Supplementary Materials

1

SFigure 1. Capture and development of melanoma cell-derived exosomes with biotinylated anti-CSPG4 mAb on streptavidin beads. The capture conditions were as described by us earlier (14). Detection with the APC-labeled anti-CSPG4 (this Ab clone was different from the Ab clone used for capture) showed that nearly all immuocaptured exosomes were positive (upper panels). In contrast, exosomes NOT captured by anti-CSPG4 mAb were negative when stained with APC-labeled detection mAb.

SFigure 2. Surface and intracellular/intravesicular detection of perforin in NK92 cells and in NK92-derived exosomes on SA beads. In A, NK92 cels carried no surface perforin (upper panels), while permeabilized NK92 cells with fixation/permeabilization buffer (Cytoperm, BD Biosciences) have a high intracytoplasmic perforin content. In B, exosomes captured on SA beads using biotinylated anti-CD63 Ab had no surface perforin (upper panel) and after treatment with with BD fixation/permeabilization buffer for 30min, no perforin was detected, suggesting that the fixation and permeabilization treatment were not applicable to exosomes. In C, Western blots of the same NK92-derived exosomes showing the presence of perforin and granzyme B.

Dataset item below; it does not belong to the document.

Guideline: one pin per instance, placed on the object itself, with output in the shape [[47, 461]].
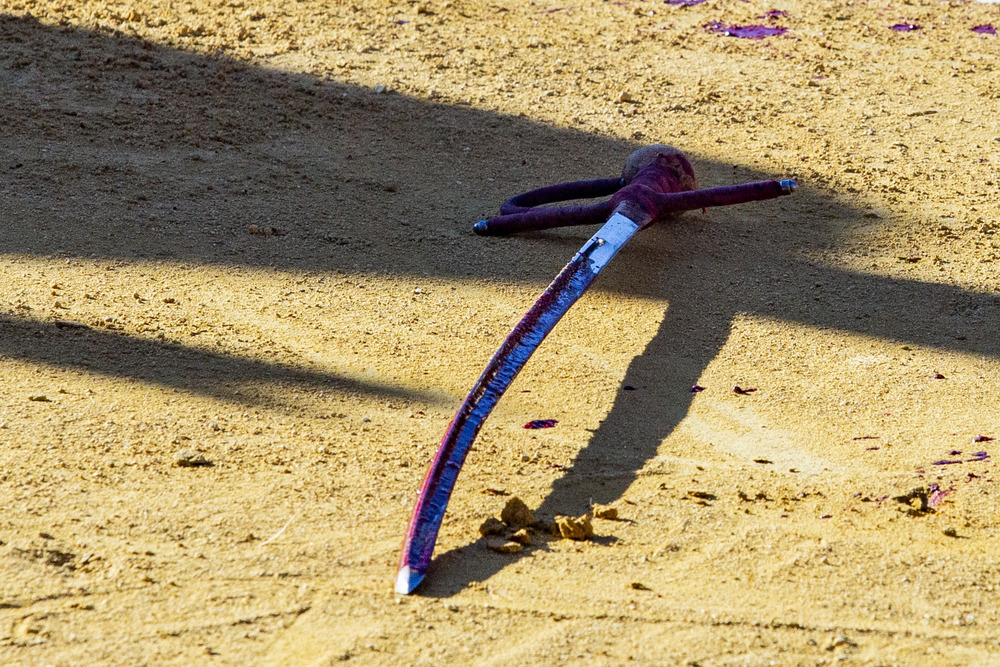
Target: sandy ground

SFigure 3. NK92 cell-derived exosomes carry surface MIP-1β. In A, exosomes were captured on SA beads using biotinylated anti-CD81+anti-CD63 Abs and the development was performed with anti-PE-labeled MIP-1β Abs. Exosomes carry high levels of MIP-1β on the surface. In B, after treatment with 0.3% Triton X-100, detection of MIP-1β in lysate proteins captured on latex beads confirms its presence in exosomes.